(25 Jun 2019) The fiancee of slain Saudi journalist Jamal Khashoggi has taken her campaign for justice over his grisly slaying to the U.N.'s top human rights body and is urging the United Nations to take "the next step" following a blistering report from an independent investigator.
Hatice Cengiz, a Turkish citizen, says she hasn't gotten over the October 2 killing of the Washington Post columnist at the Saudi consulate in Istanbul. She remains haunted by the prospect that he might not really be dead because his body hasn't been found.
She called that aspect to her grief "an unbelievably different kind of trauma."
She spoke Tuesday at a 90-minute "side event" at the U.N.-backed Human Rights Council organised by Canada.
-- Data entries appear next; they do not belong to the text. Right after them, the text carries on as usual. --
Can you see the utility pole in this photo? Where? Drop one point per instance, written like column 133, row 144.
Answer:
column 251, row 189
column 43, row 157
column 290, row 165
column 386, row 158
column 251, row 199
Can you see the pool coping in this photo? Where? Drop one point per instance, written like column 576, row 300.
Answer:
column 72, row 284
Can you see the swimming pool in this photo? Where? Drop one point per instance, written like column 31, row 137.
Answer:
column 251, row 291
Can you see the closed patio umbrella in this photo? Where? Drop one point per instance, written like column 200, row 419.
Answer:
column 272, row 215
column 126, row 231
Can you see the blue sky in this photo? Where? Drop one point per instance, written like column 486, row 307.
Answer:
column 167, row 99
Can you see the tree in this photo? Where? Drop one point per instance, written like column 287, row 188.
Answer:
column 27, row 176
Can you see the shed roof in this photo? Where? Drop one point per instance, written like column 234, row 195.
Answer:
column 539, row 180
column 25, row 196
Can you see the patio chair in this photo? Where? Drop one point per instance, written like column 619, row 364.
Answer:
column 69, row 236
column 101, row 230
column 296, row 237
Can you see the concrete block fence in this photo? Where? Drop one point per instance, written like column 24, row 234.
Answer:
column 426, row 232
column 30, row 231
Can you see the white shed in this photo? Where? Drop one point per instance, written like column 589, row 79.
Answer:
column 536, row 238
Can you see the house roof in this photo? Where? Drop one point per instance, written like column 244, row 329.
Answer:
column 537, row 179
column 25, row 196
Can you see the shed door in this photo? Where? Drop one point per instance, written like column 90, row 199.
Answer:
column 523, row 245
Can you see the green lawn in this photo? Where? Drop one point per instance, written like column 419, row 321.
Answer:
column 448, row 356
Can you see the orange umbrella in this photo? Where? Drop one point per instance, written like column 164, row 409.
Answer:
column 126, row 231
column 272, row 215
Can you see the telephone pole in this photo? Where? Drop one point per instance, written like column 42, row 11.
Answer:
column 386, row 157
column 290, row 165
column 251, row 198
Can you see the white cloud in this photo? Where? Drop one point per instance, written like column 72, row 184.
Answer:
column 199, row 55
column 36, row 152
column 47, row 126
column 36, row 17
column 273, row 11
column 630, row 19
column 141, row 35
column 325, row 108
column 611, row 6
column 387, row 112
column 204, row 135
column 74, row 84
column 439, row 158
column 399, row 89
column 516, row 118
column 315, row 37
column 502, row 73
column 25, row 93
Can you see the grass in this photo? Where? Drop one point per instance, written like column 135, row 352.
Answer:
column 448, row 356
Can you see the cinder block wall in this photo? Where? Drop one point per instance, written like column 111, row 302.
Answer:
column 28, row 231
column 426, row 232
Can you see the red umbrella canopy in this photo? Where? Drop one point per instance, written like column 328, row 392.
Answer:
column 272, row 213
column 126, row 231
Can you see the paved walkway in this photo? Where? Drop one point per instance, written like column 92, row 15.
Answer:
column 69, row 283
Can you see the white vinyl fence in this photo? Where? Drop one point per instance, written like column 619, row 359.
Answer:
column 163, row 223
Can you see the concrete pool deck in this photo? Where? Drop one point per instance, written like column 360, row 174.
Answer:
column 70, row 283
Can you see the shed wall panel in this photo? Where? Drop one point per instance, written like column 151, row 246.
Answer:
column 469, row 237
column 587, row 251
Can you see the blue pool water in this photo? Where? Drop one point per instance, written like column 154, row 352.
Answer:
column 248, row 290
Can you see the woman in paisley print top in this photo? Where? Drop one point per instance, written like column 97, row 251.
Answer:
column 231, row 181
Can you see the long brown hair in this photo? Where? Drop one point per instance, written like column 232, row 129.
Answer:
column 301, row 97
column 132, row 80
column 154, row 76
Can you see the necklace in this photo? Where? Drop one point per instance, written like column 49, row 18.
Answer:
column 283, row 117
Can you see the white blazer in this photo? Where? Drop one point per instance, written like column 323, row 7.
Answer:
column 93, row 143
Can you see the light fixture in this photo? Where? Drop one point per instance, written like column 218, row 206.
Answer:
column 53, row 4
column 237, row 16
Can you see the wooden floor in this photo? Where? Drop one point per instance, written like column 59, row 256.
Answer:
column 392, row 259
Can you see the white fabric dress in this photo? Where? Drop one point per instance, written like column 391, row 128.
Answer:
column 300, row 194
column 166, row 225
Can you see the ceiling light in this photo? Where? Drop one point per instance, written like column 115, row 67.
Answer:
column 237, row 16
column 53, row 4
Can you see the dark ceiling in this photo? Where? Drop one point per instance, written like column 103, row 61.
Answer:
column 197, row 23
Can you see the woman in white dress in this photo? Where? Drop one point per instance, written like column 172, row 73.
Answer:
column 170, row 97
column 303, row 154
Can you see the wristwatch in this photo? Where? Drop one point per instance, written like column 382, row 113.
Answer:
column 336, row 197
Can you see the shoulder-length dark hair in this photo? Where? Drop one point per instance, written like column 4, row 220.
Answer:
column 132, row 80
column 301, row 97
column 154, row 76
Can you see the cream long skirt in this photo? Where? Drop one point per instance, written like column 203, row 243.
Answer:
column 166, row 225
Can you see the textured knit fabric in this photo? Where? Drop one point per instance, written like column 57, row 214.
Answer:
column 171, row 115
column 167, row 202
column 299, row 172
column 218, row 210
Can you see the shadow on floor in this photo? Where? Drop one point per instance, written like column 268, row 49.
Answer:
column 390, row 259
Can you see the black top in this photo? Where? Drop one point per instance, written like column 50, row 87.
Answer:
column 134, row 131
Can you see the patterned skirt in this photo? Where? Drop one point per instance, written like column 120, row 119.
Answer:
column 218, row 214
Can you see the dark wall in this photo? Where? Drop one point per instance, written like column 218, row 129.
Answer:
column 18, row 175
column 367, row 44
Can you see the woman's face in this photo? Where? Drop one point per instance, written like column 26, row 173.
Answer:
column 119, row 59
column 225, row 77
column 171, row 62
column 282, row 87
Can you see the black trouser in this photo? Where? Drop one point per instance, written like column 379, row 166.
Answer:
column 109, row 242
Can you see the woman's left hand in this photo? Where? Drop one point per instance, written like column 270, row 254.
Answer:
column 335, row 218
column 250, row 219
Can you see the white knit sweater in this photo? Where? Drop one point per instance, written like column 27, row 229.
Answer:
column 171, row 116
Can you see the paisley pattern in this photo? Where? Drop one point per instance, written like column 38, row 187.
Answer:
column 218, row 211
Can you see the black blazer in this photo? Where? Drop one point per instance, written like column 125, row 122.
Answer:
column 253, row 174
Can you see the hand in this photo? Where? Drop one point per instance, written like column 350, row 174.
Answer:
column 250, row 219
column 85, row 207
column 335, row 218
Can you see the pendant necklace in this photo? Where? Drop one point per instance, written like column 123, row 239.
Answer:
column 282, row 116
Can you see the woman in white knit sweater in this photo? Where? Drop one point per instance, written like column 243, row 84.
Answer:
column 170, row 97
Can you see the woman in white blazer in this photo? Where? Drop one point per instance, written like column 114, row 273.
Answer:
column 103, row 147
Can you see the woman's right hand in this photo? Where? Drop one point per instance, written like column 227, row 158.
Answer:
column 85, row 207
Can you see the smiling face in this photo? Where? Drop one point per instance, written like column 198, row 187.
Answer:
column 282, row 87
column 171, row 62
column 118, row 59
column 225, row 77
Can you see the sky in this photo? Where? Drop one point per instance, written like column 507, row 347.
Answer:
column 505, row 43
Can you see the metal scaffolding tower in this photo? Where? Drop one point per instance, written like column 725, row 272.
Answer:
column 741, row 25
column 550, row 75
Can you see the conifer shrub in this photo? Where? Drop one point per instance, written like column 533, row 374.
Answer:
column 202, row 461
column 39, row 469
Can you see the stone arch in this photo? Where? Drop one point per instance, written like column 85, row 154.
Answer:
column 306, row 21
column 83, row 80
Cengiz provided one of several testimonials on the theme "Silencing Dissent," which mostly criticised alleged rights abuses in Saudi Arabia and the United Arab Emirates.
Cengiz leaned heavily on findings by independent UN expert Agnes Callamard, a fellow panelist, who laid out in excruciating detail in a 101-page report issued last week the alleged final moments of Khashoggi at the consulate, arguing that Saudi crown prince Mohammed Bin Salman should face sanctions and further investigation into his possible role.
Cengiz insisted that the report shouldn't simply end up as a report.
"The international public needs to pursue this, needs to exert pressure and the United Nations needs to take this to the next step," she said.
Callamard, an academic and longtime human rights advocate, took up broader themes after detailing her report to journalists last week, decrying a trend of the targeting of journalists and others who speak truth to power.
"The targeted killings of journalists, human rights defenders, dissenters more generally is on the increase," she said.
Saudi Arabia is among the 47 member states of the Human Rights Council, which opened its three-week summer session on Monday.
Callamard was expected to present her report formally to the council on Wednesday, and the Saudi delegation is entitled to reply.